- Born: c. 1971 (age 54–55)

Academic background
- Alma mater: Massachusetts Institute of Technology
- Influences: Jonathan Gruber

Academic work
- Institutions: Dartmouth College
- Website: Information at IDEAS / RePEc;

= Jonathan Zinman =

American economist

Jonathan Zinman (born c. 1971) is a professor of economics at Dartmouth College and a research affiliate at the New Haven-based research outfit Innovations for Poverty Action and the Massachusetts Institute of Technology-based Abdul Latif Jameel Poverty Action Lab. Formerly an economist at the Federal Reserve Bank of New York, Zinman is currently a visiting scholar at the Federal Reserve Bank of Philadelphia and Fellow at the Federal Deposit Insurance Corporation Center for Financial Research. Zinman is also a member of the Behavioral Finance Forum and a Research Advisory Board member of stickK, a web-based start-up that enables users to make commitment contracts in order to reach their personal goals.

==Research==
Zinman's research focuses on consumer and entrepreneurial choice with respect to financial decisions.
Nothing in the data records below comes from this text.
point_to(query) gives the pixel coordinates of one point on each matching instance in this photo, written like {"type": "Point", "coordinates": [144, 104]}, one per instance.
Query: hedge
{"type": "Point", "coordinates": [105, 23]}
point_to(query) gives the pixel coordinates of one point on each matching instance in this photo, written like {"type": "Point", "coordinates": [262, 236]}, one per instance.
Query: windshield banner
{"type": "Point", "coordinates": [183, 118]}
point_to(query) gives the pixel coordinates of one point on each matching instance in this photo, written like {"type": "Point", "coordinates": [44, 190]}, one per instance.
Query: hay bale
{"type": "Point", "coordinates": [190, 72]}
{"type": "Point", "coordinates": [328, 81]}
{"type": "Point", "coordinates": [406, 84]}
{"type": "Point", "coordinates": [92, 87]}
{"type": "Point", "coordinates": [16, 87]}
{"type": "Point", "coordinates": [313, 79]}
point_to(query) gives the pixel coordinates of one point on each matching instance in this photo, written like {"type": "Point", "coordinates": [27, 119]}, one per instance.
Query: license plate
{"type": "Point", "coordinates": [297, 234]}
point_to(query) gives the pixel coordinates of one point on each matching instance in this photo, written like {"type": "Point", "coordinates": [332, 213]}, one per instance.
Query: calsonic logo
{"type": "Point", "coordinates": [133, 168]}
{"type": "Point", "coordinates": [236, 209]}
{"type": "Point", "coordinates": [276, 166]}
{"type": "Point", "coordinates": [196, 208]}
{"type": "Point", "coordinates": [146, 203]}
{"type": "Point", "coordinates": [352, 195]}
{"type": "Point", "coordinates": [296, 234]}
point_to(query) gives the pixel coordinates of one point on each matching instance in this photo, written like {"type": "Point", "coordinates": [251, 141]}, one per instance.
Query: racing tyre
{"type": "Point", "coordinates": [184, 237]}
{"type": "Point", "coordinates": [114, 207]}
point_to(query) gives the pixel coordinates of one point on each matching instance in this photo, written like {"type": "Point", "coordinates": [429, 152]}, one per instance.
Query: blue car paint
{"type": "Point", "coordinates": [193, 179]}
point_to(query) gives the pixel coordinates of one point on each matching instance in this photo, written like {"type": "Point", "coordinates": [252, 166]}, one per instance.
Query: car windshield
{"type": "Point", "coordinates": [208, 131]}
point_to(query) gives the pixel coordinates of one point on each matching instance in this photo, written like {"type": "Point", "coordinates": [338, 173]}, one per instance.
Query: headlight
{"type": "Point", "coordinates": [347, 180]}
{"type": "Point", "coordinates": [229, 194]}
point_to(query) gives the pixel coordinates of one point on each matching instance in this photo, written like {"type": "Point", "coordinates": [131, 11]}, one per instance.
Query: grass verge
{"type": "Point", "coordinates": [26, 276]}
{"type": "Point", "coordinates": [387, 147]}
Zinman's other research interests include development economics, behavioral economics, household finance and the use of field experiments and randomized controlled trials (RCT) in economics. Zinman recently co-authored a randomized controlled trial study evaluating the impact of microcredit on poor borrowers in the Philippines. His
research with stickK Founder and Yale Professor Dean Karlan and World
Bank economist Xavier Gine on smoking cessation has shown the
effectiveness of commitment contracts for smoking cessation. Zinman's work has received coverage in the following media outlets: The Economist, The New Yorker, The New York Times, and The Wall Street Journal.

==Education==

Zinman graduated with a Bachelor of Arts degree in government from Harvard University in 1993 and received his Ph.D. in economics from the Massachusetts Institute of Technology in 2002.